Tuesday, October 4, 2016

Potato



I buried myself to live like a potato. You won’t believe the things I saw.
 
And yes, I saw. Potatoes do have eyes, you know. Eyes that turn into living stalks that squirm through the dirt, pierce the surface and then bifurcate into a wild rash of leaves, soaking up the sun and turning its energy into French fries in potentia.

What is there for a potato to see, you might ask?

Plenty.

Piles of dirt and piles of potatoes, for example, look an awful lot alike. There’s something to be learned there I’m sure. We often resemble the media in which we grow.

And though potatoes are not known for their noses, I used mine – a sense humans only rely on when they’re eating or snorting up someone else’s fart. Dirt, amazingly, smells like dirt. The leaves falling off the aspens and the cottonwoods are amazingly leaf-like.

And there are ants. Millions of ants. Making little tunnels all through the garden, some past my tubers, some past my rhizomes. They never seem to bother me, which is good, because I’m defenseless. I’m a potato, remember.

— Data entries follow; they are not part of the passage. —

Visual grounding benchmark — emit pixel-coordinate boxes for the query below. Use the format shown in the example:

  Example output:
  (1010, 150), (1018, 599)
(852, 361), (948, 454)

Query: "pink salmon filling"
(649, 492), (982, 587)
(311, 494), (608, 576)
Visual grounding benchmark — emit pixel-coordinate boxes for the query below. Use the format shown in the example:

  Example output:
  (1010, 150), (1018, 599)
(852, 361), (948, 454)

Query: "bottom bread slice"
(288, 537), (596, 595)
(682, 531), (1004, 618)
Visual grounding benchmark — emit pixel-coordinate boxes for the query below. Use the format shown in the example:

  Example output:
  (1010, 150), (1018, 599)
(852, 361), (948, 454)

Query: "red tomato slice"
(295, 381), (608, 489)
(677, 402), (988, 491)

And in the little Idaho garden I buried myself in – to live as a potato, you have to be buried in Idaho – there is plenty to see besides the dirt.

There are dogs. Two of them. Which I could see through the eye stalks I cleverly grew into leaves. They’d sneak into the garden, either going under the chicken wire at one spot, or just through the gap in the wire at another. To them it’s a jungle, with carrot tops and my own leaves as the floor, the raspberry canes and tomatoes as the canopy.

They’re after the squirrel. The squirrel who walks on the fence and makes the loose slats fall and almost flatten the dogs.

We have a different perspective. We dogs. We ants. We squirrels. We spuds. The human world is vast, and we pity them for we think they don’t see any of what’s going on, though the humans will come out and remove weeds, or pick the raspberries, turning over leaf after leaf so not one ripe berry is missed. Or turning over the leaves of all the plants, looking for sap-sucking insects. So maybe they see more than we suspect. What do we know? We’re mostly potatoes.

It’s easy to feel superior, however. We can turn sunlight into starch. Doesn’t matter than humans can turn starch into energy, reversing our labor as if it meant nothing to them than mitochondrial fire. They’re useless, that way. Bodies chugging along and they don’t even pay attention to them, especially when they’re inside away from the cheap showiness of nature writing books, doing homework, teaching others online, or uselessly wasting their five senses by creating sounds and pictures and smells and motion pictures within their own heads. That many times, they write on paper or on their computers, so they can transfer those images into the minds of other humans.

They are to pity.

Because they’re not buried in the earth. Like a potato.